Gelişmiş ekonomilerin kamu kesimi borç yükü yüzde 124,9 iken gelişmekte olan ekonomilerin borç yükü yüzde 65,3. Japonya yüzde 258,7 ile en borçlu ekonomi unvanını alırken onu İtalya (yüzde 159,7) ve ABD (yüzde 132,5) izliyor. Gelişmekte olan ekonomiler içinde kamu kesimi borç yükü en yüksek olan ekonomi Brezilya (yüzde 92,1.) Günay Afrika (yüzde 84,9) ve Hindistan (yüzde 83,1) onu izliyorlar. Türkiye, kamu kesimi borç yükü bakımından oldukça iyi bir konumda (yüzde 40,3.)
2021 yılında dünyada kamu kesimi borç yükünün azalmayacağı hatta artacağı bekleniyor.
Covid-19 virüsüne karşı geliştirilen aşıların başarılı olması ve mutant virüslere karşı da benzer aşıların geliştirilmesi halinde dünyanın 2021 yılında hızlı bir çıkış yaşaması olası görünüyor. Bunda başlıca iki itici güç etkili olacak: (1) 2020 yılındaki küçülmenin 2021’de yaratacağı olumlu baz etkisi (lastik bir topun yere düşmesi ve zıplaması gibi.) (2) İnsanların evlerine kapanarak birçok harcamalarını ertelemelerinin normale dönüş halinde ciddi bir tüketim patlamasına ve büyük bir canlanmaya yol açacak olması. Bu tepki eğer çok büyük olursa fiyat artışlarına yol açabilir. Bu anlamda 2021 yılı farklı bir belirsizliğe gebe hale gelebilir.

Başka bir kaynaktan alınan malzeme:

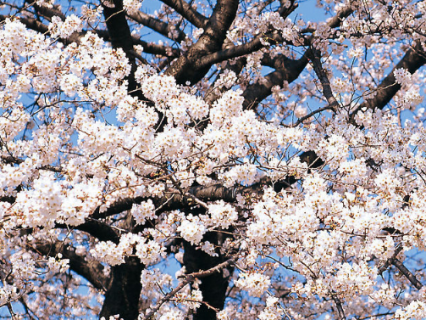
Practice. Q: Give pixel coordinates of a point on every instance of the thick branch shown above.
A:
(92, 271)
(413, 60)
(157, 25)
(187, 68)
(186, 11)
(289, 71)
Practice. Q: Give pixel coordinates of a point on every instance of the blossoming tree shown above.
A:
(280, 161)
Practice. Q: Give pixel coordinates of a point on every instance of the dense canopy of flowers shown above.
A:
(278, 162)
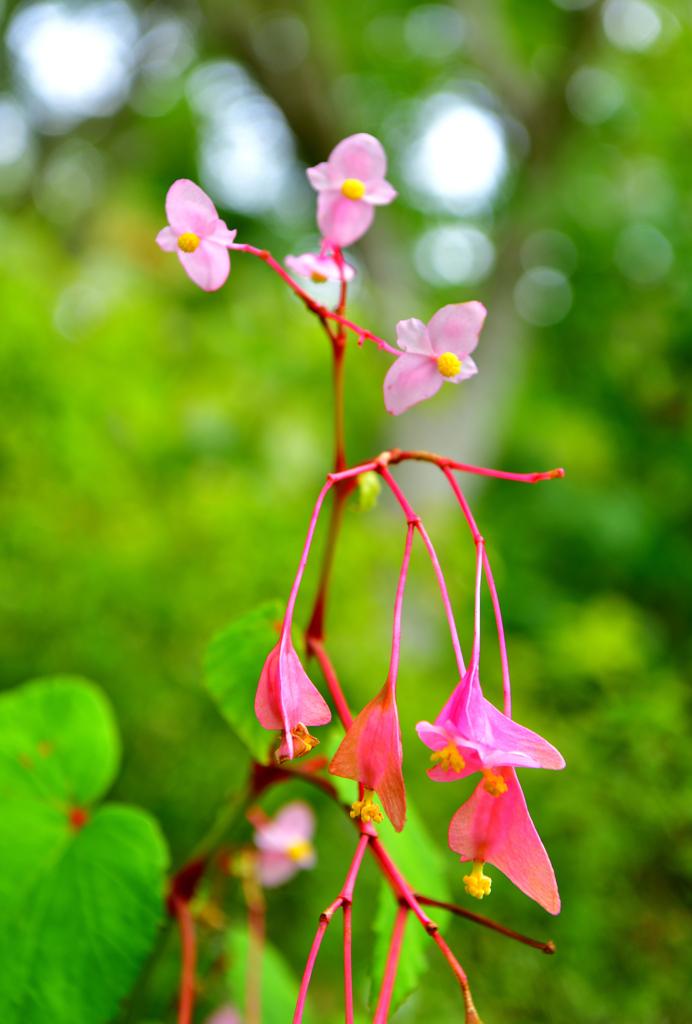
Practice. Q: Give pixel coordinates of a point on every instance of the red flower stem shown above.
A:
(316, 647)
(546, 947)
(181, 910)
(384, 1001)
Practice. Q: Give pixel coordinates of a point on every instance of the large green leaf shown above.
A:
(423, 864)
(232, 667)
(81, 889)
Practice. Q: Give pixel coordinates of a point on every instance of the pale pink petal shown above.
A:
(500, 830)
(456, 328)
(342, 220)
(379, 193)
(208, 266)
(168, 240)
(221, 236)
(408, 380)
(321, 177)
(412, 336)
(189, 209)
(359, 157)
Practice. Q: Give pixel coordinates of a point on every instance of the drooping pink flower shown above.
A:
(198, 235)
(350, 184)
(433, 354)
(319, 268)
(286, 844)
(499, 830)
(288, 700)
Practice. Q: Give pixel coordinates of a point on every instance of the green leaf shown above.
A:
(423, 864)
(279, 985)
(232, 666)
(81, 890)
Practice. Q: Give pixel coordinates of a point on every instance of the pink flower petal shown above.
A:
(359, 157)
(456, 328)
(380, 193)
(500, 830)
(208, 266)
(168, 240)
(189, 209)
(342, 220)
(411, 379)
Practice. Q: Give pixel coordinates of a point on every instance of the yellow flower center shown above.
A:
(300, 850)
(353, 188)
(188, 242)
(365, 809)
(448, 365)
(477, 884)
(494, 784)
(448, 758)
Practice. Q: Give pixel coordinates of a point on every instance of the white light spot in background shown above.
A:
(453, 254)
(460, 159)
(247, 153)
(631, 25)
(594, 95)
(75, 61)
(434, 32)
(543, 296)
(643, 254)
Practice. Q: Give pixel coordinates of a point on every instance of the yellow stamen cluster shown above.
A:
(448, 758)
(353, 188)
(300, 850)
(188, 242)
(365, 809)
(494, 784)
(448, 365)
(477, 884)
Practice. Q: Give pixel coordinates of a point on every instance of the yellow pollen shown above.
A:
(300, 850)
(365, 809)
(448, 365)
(494, 784)
(188, 242)
(448, 758)
(477, 884)
(353, 188)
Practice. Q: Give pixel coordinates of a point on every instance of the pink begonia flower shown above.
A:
(371, 753)
(197, 233)
(286, 844)
(433, 354)
(319, 268)
(350, 184)
(500, 832)
(287, 699)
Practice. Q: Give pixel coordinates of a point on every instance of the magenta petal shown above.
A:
(359, 157)
(342, 220)
(189, 209)
(408, 380)
(208, 266)
(500, 830)
(456, 328)
(168, 240)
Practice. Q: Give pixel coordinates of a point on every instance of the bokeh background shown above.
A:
(161, 449)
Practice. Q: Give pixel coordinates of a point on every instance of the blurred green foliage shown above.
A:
(161, 451)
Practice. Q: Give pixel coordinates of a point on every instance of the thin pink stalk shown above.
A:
(391, 966)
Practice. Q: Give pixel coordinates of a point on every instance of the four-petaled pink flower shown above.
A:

2021 yılı için küresel ekonominin en olumsuz görünümü; her ekonominin giderek daha borçlu hale gelmesi olarak karşımızda duruyor. Devletler, özel kesime ve kişilere borçlular ve bu borç giderek artıyor. Bu sorunun çözümü ileriki yıllara ertelenmiş gibi görünüyor.